As parents and students strolled into Northside’s auditorium, the hilariously fresh music video titled, “Why Yale?” featuring a diverse student body passionately singing about their love for Yale, was playing onstage. It was a sharp contrast to the sophisticated and refined light that top schools like Yale are normally portrayed in.
The general course distribution of a Yale education is one-third dedicated to one’s major, and the remaining two-thirds of the course load set aside to fulfill the requirements. The latter can be fulfilled by taking any number of classes (generally based on personal preference) in the required subject matter. This method of higher education results in a more well-rounded graduate, who may be skilled not only in computer engineering, but in Spanish as well.
Committing to its promise of encouraging exploration and curiosity, Yale has a special fund set aside for student grants. If a student has a feasible idea to research an area of study they are interested in, Yale will try its best to cover the monetary costs. These can be centered around one’s major, or in a completely different field. An example includes a former student who traveled out of the country to study what she had learned in one of her social science classes. However, this does not apply to the gap year many incoming freshman take before starting at Yale. The university supports these endeavors, but does not have any programs or funding set aside for it.

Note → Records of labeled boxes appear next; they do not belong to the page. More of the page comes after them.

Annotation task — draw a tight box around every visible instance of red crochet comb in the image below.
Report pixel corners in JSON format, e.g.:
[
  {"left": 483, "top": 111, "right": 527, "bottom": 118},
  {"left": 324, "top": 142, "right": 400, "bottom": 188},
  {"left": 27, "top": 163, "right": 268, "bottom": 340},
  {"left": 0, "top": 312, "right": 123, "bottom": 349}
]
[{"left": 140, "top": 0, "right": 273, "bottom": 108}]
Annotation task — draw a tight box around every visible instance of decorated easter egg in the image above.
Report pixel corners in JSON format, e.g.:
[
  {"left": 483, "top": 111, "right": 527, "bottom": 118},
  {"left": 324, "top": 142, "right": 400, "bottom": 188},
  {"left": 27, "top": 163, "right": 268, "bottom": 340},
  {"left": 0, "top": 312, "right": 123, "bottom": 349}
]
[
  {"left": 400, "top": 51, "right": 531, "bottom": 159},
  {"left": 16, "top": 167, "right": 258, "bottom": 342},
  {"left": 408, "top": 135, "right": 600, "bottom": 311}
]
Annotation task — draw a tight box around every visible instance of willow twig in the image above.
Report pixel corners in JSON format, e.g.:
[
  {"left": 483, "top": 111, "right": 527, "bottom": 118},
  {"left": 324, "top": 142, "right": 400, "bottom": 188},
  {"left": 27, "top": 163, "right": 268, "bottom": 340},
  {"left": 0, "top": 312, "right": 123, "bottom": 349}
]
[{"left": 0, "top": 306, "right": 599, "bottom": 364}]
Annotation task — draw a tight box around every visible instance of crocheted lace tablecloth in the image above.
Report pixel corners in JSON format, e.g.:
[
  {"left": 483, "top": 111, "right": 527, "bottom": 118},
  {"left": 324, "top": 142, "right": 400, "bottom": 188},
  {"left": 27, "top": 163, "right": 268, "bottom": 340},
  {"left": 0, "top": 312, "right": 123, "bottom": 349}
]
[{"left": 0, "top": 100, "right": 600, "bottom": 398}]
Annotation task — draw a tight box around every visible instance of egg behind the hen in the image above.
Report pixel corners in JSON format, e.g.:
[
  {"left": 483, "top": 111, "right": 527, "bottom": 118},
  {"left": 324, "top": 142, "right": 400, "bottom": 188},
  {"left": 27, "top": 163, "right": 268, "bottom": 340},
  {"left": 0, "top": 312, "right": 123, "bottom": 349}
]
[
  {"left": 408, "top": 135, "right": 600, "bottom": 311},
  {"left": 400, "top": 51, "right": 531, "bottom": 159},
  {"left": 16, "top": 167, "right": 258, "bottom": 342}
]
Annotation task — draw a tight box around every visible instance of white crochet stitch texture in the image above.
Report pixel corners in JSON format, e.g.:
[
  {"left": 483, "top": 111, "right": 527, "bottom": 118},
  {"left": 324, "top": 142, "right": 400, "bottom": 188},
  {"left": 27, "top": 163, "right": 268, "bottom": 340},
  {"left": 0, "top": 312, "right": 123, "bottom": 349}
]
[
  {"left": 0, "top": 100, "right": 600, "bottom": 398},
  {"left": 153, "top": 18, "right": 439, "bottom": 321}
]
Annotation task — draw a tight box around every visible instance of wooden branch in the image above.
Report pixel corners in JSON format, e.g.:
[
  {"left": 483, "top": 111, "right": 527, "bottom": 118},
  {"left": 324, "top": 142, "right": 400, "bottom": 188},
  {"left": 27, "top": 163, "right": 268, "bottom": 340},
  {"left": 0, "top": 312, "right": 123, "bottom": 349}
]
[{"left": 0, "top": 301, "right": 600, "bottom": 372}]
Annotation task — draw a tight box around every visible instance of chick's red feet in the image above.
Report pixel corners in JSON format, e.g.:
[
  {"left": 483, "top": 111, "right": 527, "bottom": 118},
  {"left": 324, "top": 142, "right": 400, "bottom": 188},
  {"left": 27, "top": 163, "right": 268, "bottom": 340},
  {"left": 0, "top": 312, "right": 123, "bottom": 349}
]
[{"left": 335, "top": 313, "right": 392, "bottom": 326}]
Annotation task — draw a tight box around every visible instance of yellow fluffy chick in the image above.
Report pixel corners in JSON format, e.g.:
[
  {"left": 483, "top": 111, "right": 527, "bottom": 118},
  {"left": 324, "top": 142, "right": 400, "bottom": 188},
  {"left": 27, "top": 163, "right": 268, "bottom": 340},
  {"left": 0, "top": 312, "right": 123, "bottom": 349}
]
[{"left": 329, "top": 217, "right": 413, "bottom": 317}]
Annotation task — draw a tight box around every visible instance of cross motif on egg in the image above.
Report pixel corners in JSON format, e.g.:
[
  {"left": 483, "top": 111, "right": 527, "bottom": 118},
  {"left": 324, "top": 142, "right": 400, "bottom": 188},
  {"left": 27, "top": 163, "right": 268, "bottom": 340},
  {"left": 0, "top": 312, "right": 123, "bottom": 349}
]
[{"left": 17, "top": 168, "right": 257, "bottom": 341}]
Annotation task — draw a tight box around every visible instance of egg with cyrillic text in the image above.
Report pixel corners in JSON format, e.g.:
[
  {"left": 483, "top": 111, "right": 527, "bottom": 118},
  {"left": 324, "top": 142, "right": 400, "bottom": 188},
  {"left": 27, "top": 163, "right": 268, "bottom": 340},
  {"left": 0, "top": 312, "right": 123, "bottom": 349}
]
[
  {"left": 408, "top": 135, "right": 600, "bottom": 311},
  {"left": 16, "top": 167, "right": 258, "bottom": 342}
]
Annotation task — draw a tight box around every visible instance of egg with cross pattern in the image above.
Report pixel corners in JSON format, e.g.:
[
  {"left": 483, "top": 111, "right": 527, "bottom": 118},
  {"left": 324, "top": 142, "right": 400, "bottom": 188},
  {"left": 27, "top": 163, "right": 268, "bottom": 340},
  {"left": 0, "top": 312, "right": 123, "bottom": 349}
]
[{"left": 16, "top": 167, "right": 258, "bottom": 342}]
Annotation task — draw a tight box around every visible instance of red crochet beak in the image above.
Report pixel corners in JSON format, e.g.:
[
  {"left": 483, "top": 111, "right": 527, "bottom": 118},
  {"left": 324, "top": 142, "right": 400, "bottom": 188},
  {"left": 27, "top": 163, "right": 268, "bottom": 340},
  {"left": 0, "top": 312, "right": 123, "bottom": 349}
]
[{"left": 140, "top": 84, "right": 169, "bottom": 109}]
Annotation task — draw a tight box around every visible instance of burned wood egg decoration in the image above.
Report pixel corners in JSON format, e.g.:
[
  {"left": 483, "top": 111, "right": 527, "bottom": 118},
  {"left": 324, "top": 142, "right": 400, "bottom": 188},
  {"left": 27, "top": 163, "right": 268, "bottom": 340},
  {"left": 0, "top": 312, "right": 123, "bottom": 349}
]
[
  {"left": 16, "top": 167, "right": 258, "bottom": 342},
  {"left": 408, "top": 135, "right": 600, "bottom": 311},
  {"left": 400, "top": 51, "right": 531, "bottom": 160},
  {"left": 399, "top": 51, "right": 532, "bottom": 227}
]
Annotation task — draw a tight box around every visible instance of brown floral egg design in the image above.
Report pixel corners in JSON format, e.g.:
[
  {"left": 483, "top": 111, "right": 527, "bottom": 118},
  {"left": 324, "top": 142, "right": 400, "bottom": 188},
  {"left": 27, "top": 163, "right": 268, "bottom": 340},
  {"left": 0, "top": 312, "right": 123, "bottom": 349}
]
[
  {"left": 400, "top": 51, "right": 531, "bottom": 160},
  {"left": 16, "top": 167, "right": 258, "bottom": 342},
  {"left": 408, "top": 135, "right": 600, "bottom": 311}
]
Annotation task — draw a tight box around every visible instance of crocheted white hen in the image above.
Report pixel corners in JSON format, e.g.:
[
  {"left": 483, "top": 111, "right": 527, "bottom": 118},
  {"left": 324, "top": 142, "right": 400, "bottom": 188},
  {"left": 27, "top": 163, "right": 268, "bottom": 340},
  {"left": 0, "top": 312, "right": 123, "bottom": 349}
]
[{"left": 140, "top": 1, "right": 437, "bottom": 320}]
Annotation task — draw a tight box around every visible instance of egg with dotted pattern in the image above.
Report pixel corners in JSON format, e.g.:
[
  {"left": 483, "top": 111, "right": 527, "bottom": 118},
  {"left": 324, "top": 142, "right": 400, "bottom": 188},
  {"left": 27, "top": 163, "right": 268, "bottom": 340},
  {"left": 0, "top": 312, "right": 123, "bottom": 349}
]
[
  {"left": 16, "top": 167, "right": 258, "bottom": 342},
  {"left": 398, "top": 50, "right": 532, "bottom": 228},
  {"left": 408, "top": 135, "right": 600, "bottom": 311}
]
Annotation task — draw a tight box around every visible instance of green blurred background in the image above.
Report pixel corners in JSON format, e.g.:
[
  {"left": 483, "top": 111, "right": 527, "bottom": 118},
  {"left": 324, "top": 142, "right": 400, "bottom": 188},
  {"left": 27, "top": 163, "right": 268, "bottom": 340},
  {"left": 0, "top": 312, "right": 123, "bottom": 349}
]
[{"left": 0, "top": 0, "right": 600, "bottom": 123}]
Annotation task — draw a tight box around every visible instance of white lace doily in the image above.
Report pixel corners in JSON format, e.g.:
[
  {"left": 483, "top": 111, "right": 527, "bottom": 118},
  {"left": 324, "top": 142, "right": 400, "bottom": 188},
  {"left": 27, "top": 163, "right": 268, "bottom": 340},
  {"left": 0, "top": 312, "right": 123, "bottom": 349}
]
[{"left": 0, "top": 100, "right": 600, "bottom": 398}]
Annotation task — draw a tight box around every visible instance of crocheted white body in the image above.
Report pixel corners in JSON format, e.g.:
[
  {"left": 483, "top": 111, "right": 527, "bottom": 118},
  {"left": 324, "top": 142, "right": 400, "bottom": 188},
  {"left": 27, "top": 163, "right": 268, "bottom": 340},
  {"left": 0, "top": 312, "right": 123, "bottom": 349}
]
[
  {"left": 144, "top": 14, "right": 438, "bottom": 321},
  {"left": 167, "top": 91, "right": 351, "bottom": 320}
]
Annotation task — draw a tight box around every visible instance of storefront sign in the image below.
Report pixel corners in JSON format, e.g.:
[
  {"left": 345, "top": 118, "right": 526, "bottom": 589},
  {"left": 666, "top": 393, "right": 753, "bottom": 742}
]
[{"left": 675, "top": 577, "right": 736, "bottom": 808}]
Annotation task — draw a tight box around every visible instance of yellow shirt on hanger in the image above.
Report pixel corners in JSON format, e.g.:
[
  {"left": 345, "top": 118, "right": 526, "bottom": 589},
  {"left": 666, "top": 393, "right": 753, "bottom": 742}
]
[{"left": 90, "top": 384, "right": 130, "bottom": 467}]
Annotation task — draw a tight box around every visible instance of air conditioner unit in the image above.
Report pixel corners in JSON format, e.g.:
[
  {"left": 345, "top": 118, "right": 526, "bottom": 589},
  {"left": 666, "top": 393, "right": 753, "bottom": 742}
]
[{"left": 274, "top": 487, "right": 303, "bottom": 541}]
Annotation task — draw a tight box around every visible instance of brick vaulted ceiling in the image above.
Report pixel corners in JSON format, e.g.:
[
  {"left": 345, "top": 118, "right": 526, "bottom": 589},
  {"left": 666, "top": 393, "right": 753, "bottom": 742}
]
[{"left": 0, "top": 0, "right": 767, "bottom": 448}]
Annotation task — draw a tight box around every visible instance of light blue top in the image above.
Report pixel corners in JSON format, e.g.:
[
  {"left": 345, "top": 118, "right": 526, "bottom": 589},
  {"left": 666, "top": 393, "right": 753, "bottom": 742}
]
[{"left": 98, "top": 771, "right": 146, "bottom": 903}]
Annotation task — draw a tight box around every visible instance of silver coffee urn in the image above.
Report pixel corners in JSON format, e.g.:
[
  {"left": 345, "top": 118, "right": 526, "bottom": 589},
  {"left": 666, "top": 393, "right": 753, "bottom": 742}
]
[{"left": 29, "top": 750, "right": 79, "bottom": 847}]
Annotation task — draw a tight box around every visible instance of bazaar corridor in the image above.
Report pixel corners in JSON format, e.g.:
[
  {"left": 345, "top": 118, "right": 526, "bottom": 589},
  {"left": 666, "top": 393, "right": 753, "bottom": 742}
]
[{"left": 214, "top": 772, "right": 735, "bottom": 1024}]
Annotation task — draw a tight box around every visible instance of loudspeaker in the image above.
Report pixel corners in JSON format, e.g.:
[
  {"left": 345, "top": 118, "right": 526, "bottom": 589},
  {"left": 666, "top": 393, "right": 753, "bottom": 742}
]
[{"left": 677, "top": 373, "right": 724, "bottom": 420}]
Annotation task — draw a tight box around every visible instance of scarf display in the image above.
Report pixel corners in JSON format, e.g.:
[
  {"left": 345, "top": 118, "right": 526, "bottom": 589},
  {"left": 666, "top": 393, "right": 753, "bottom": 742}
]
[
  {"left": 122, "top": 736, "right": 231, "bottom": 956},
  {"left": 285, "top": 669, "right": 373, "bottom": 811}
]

Although Yale is not known for its student life, it is an important facet to a student’s education. The university consists of 14 residential colleges that are designed to be microcosms of the university’s diversity. Often times, undergraduates see renowned professors eating lunch in the same cafeteria as they eat, or walking around the gardens. Demonstrative of Yale’s dedication to undergraduates is the fact that most graduate professors and researchers are expected to teach an undergraduate class or hire undergraduates to work in their labs.
The presentation ended with Ms. Moira Poe, the speaker, giving prospective students in the audience some college application advice. She emphasized that Yale might not be the best fit for everyone, and students should focus on applying to colleges they are really interested in rather than applying simply because it is an Ivy League school. Yale accepts the Common Application, Coalition Application, and the Questbridge application. The first application deadline, single choice early action, is in early November. This is non-binding, but it means that Yale is the only private school the student applies to during early action. The regular deadline is in early January, and does not have any requirements. Poe advised students to apply to their first choice school early action, even if that is not Yale, because the university does not favor one over the other. Poe also gave the audience an overview of what happens after the application leaves the student’s hands. Since Northside is in Illinois, all applications from the school will be reviewed by Poe and her team. They will analyze each one individually, and take into account what the student provides. Poe confirmed that it is indeed a myth that applications that do not have straight A’s are immediately discarded, stressing that extracurriculars and students’ interests matter just as much, if not more, than their academic standing. Lastly, Poe reflected on her own college application experience as a moment of growth, maturity, and self-reflection.